Supply and demand planning in the Food and Beverage industry is critical but often faces inefficiencies. While companies implement planning systems to address these challenges, a significant gap remains—many steps are still manually managed using spreadsheets.

One common issue arises when supply falls short of demand, whether due to raw material shortages or unexpected seasonal demand. For example, demand planning typically aggregates requirements at the DC level, combining inventory needs (e.g., 20 days of supply) with estimated sales. However, when supply can’t meet this demand, planning systems allocate resources based on priorities, such as serving high-margin customers first.

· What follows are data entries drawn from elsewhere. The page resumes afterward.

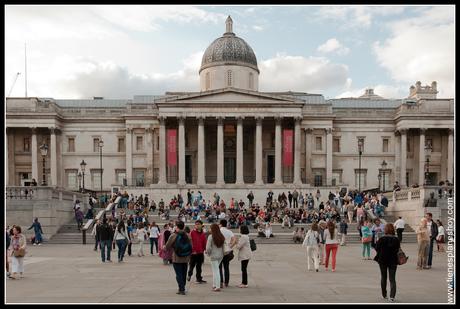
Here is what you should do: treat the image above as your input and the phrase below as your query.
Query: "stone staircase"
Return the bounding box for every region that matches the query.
[48,211,417,244]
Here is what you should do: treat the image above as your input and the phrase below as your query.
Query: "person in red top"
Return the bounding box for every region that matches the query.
[187,220,207,283]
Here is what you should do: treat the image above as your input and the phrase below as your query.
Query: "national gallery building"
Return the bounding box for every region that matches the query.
[5,17,454,199]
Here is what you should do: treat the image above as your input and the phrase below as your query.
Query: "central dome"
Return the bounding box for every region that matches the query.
[200,17,259,73]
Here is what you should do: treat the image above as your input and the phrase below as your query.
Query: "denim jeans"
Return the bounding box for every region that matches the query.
[427,238,434,267]
[379,264,397,298]
[117,239,128,261]
[188,253,204,281]
[150,237,158,254]
[173,263,188,292]
[101,240,112,262]
[241,260,249,285]
[219,252,233,284]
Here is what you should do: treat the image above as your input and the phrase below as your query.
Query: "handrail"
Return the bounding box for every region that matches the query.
[81,196,122,245]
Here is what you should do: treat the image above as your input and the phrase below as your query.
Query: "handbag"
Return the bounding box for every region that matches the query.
[398,248,409,265]
[249,239,257,251]
[13,248,26,257]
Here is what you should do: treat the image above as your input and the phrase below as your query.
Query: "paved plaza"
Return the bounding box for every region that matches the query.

This approach often frustrates sales planners, as it increases the risk of stockouts. To counter this, they resort to manual adjustments—to say every DC demand will be met in a equal and fair manner. This process is time consuming and it becomes even more complex when multiple supply sources are involved. In such cases, cost optimization is frequently overlooked due to the manual effort required.

Solution Statement

With Sophus, an optimization model can streamline this process by evenly distributing supply to meet 80% of demand across all products and channels, ensuring equal treatment for all customers. Instead of time-consuming manual adjustments, the model generates an optimal supply plan in one go while balancing demand fulfillment and supply constraints. This reduces planning effort, enhances the use of existing systems, and results in a more efficient supply plan.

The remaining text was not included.